The 1985 Boston Red Sox Flash Hope & Then Collapse In August
It was a time of change at Fenway Park in 1985. Ralph Houk had ably managed the team the previous four seasons, and produced three winning records in spite of presiding at a time when the team’s roster was mostly in transition. Houk retired after the 1984 season and John McNamara replaced him. The 1985 Boston Red Sox showed the flashes of hope that would ultimately manifest themselves into a pennant a year later, but the ’85 team was done in by an August collapse.
Boston had the third-best offense in the American League in 1985, and unlike previous Red Sox teams, this wasn’t done with power. They had the top batting average in the league, and the top on-base percentage, with third baseman Wade Boggs leading the way. Boggs hit .368 and produced an OPB of. 450.
Rich Gedman, the 25-year-old catcher, was coming into his own, with an OBP of .362 and a slugging percentage of .484. The same was true for Marty Barrett at second, with his .336 OBP. Bill Buckner hit .299 and drove in 110 runs. Jim Rice and Dwight Evans were still producing at the corner outfield spots, combining for 56 home runs and 181 RBIs.
The disappointments on offense were the decline of designated hitter Mike Easler, and centerfielder Tony Armas. The latter had hit 43 home runs in 1984, but ended up sharing time in centerfield with Steve Lyons. Armas hit 23 home runs in 103 games, but his problems getting on base and those at-bats when he wasn’t going deep were just becoming too numerous.
Pitching was generally the problem in Boston through the early part of the 1980s.
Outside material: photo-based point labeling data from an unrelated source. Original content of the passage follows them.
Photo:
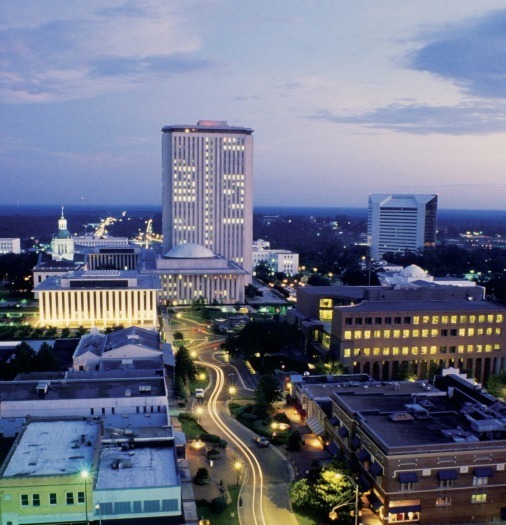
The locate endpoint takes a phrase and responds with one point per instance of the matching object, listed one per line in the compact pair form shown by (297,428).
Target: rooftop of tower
(207,126)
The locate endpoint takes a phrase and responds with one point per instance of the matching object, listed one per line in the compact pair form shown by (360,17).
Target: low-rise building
(10,245)
(424,454)
(98,298)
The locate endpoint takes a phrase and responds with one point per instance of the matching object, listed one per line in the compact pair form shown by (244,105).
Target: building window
(480,481)
(446,483)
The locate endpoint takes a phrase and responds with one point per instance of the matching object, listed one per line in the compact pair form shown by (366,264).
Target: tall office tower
(207,173)
(401,223)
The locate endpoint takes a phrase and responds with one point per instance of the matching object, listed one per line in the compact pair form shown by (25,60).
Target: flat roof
(82,389)
(50,448)
(141,467)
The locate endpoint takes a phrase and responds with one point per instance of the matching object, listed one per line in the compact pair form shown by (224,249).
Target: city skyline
(398,97)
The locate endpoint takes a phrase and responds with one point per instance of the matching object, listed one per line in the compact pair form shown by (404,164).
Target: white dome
(412,271)
(189,251)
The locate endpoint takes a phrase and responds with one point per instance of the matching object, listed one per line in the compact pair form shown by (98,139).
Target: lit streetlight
(238,469)
(85,474)
(333,514)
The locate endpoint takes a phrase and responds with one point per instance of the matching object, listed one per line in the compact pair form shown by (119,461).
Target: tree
(330,487)
(269,388)
(185,367)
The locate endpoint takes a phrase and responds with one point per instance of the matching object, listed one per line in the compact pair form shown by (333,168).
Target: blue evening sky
(346,97)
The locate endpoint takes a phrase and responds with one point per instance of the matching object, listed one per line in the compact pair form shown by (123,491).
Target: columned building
(98,298)
(208,189)
(400,223)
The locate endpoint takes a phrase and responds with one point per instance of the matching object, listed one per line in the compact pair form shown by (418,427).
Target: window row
(420,350)
(426,319)
(71,498)
(425,332)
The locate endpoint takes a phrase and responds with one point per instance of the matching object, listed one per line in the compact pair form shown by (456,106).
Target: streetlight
(85,474)
(333,514)
(237,468)
(232,391)
(99,509)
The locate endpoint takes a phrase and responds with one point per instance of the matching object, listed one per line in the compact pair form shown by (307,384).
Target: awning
(355,442)
(364,455)
(316,426)
(376,470)
(375,502)
(343,432)
(364,483)
(334,421)
(444,475)
(407,508)
(482,472)
(408,477)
There were clear signs of progress in 1985. The staff was by no means the team strength, but at sixth in the AL in ERA, they weren’t bad. Oil Can Boyd won 15 games with a 3.70 ERA and young Roger Clemens continued to be slowly broken into the majors, going 7-5 with a 3.29 ERA. Al Nipper, Bob Ojeda and Bruce Hurst were serviceable starters. It was the bullpen that completely lacked depth, with no one recording more than 12 saves.
The season started in the best way possible, a three-game sweep of the New York Yankees at Fenway Park, the last of which saw Clemens get the win and Stanley pitch three shutout innings of relief. In spite of this, Boston still started 16-17, though they were within four games of the Toronto Blue Jays in the AL East. The Red Sox then lost seven of nine to mediocre teams in the Cleveland Indians, Minnesota Twins and Texas Rangers to fall ten back by Memorial Day.
Just when you were ready to write the season off, Boston came surging back. They won 10 of 11, and were within 6 ½ games of Toronto as the Blue Jays came to town for a four-game weekend set. The four days at Fenway rejuvenated hope for 1985.
In Thursday’s opener, Boston trailed 6-2 in the fifth. Boggs hit a two-run homer to cut the deficit in half and then later walked and scored in a rally that pushed the Red Sox to an 8-7 win. On Friday, Boyd scattered 11 hits, going the distance in a 4-1 win.
Saturday’s game was a pendulum of emotions. The Red Sox first coughed up a 5-1 lead in the eighth, then immediately scored twice. The winning rally came thanks to four walks, with Gedman and Barrett drawing free passes with the bases loaded. Boston won 7-5. One more rally was ahead on Sunday. Trailing 6-3 in the eighth, the Red Sox scored four times. Glenn Hoffman, the light-hitting utility infielder, tied it with a two-run single and Evans won the game with a sac fly.
Boston was soaring, within 2 ½ games of the lead. Just when you were ready to say this might be the year, the Red Sox immediately did a U-turn back in the wrong direction.
With ruthless “consistency”, the Red Sox dropped two of three in succession to the Detroit Tigers, on the return trip to Toronto and to the Baltimore Orioles. Boston closed June back in a 7 ½ game hole.
The Red Sox treaded water throughout July, and then collapsed in August. They went 8-21 through the month, including seven consecutive losses to the Yankees. New York and Toronto would battle to the wire for the division crown, with the Blue Jays ultimately winning.
If you were looking for hope though, Boston didn’t quit on their new manager. They played hard through September and went 19-9. Whether that had any carryover effect to the following year is debatable, but it was a good sign that McNamara didn’t lose the clubhouse in the bad times. And the good times were right around the corner.